Training a Spark Model for predicting User Churn

11 min readOct 28, 2020

A. Project Definition

This section provides an overview of the data that we have. the overview of what the project is about, along with details about the metrics that are used to evaluate and choose the model.

Project Overview

This project includes using SparkML to create a machine learning model to create new features from existing features and using that to predict churn of users of a music streaming application. In addition to this, we deploy the solution to the IBM cloud in order to use the entire data set, which is bigger in size in order to train the model. The various steps that have been performed in order to train the model for predictions have been outlined below in the following sections and sub sections.

2. Problem Statement

We are given a data set that has user interactions with the music streaming application. The data set has attributes like name of the user, their gender, which page they navigated to on the application, the timestamp at which they interacted with that page etc. We need to find out and predict which users churned and the reasons that drives their move away from the music streaming application. This can in turn be used to predict future churners and in order to reduce the churn, the company could offer them some kind of promotions etc. so that they stay on the application for longer, thereby increasing the revenues of the company.

3. Metrics

The metric used to understand the performance of various machine learning models for this task is the F1 score. We chose the F1 score over individual metrics like accuracy, precision and recall because the F1 score gives us an holistic view about various things like precision as well as recall.
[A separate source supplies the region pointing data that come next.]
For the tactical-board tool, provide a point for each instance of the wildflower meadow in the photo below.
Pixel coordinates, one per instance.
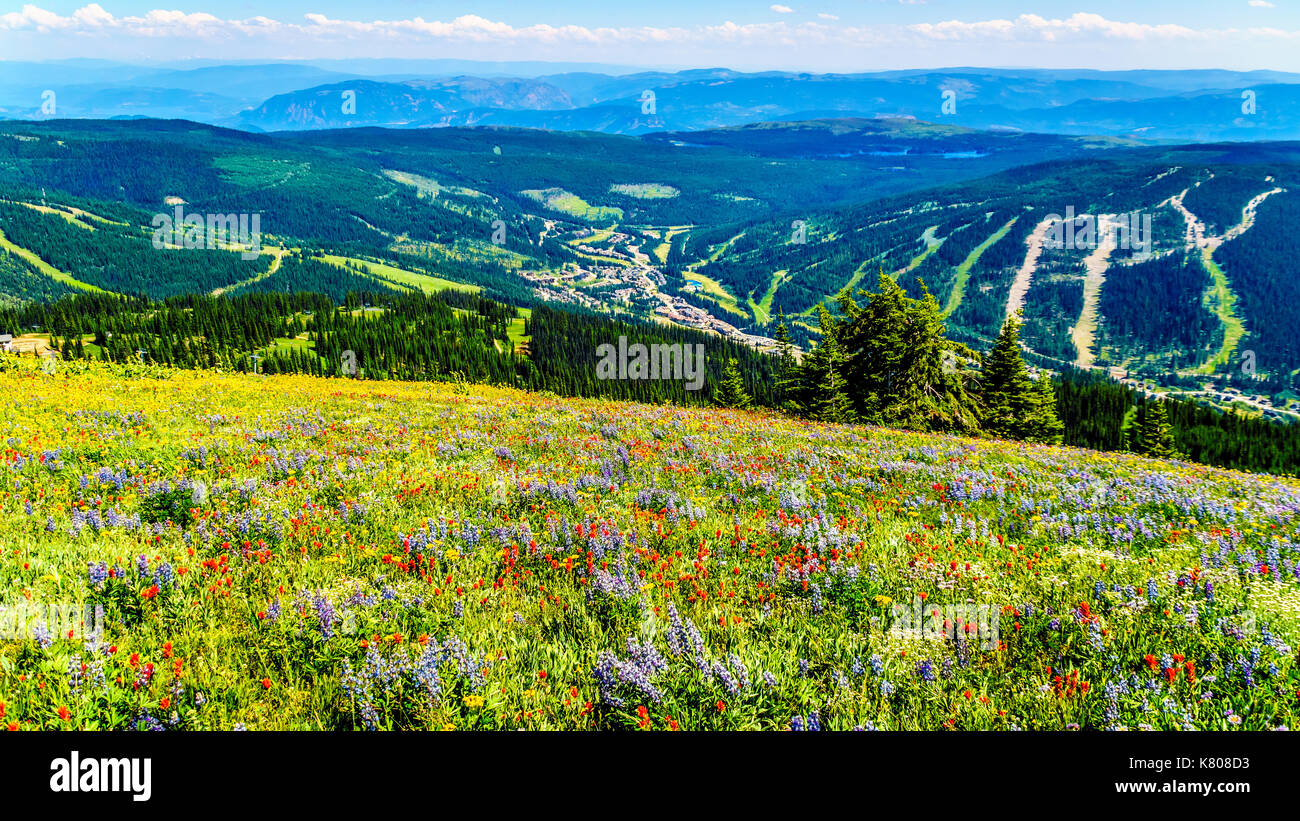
(307, 554)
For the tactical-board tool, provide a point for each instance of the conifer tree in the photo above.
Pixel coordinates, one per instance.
(1155, 435)
(731, 392)
(1045, 425)
(896, 353)
(1008, 394)
(787, 368)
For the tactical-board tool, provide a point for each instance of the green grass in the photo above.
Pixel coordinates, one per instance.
(46, 268)
(718, 292)
(573, 205)
(428, 283)
(954, 296)
(1222, 302)
(646, 191)
(762, 309)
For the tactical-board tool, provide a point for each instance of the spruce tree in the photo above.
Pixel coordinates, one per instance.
(787, 368)
(1008, 394)
(896, 355)
(1156, 437)
(1045, 426)
(731, 392)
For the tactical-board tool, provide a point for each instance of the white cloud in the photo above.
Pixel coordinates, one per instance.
(321, 34)
(1030, 27)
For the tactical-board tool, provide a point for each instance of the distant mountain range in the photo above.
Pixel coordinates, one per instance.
(1194, 105)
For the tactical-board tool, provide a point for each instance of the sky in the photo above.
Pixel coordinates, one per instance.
(826, 35)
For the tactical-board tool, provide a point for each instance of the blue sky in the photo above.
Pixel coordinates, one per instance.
(839, 35)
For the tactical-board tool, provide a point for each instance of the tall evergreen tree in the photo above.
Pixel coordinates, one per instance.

The score reported by the models is then used to compare how they perform on all the data sets namely train, validation and test and then the better model of the two is chosen. More about this has been discussed in the results and conclusion section.

B. Data Exploration and Visualization

The following sub sections cover everything from loading and cleaning the data to performing exploratory data analysis and corresponding visualizations that is then used to decide what new features can be engineered.

Loading and Cleaning Data set

The data set that is being used has data related to the how the users interact with the music streaming application. It has data like firstName, gender song, artist etc. The image below gives you a view of the attributes that we have.

Each row in this data set corresponds to an interaction on a particular page of the application by the user. the data set is close to 12GB in size (the original data set) and is stored in an Amazon S3 bucket. Before actually testing it on the large data set, we use a smaller data set to run various analysis and tests. In order to run analysis, we define a function that checks for things like empty Ids, Nan values etc. This helps us understand how clean the data is. We drop the rows that have a blank ID associated to it and remove columns that have more missing values than actual workable values.

2. Exploratory Data Analysis and Visualisations

Once the data is clean, the next important step is to explore the data, before we can understand how to do feature engineering. We define if a user churn’s based on if they have a “cancellation confirmation” event. Next, we delve deeper into the attributes relating to if the user churned.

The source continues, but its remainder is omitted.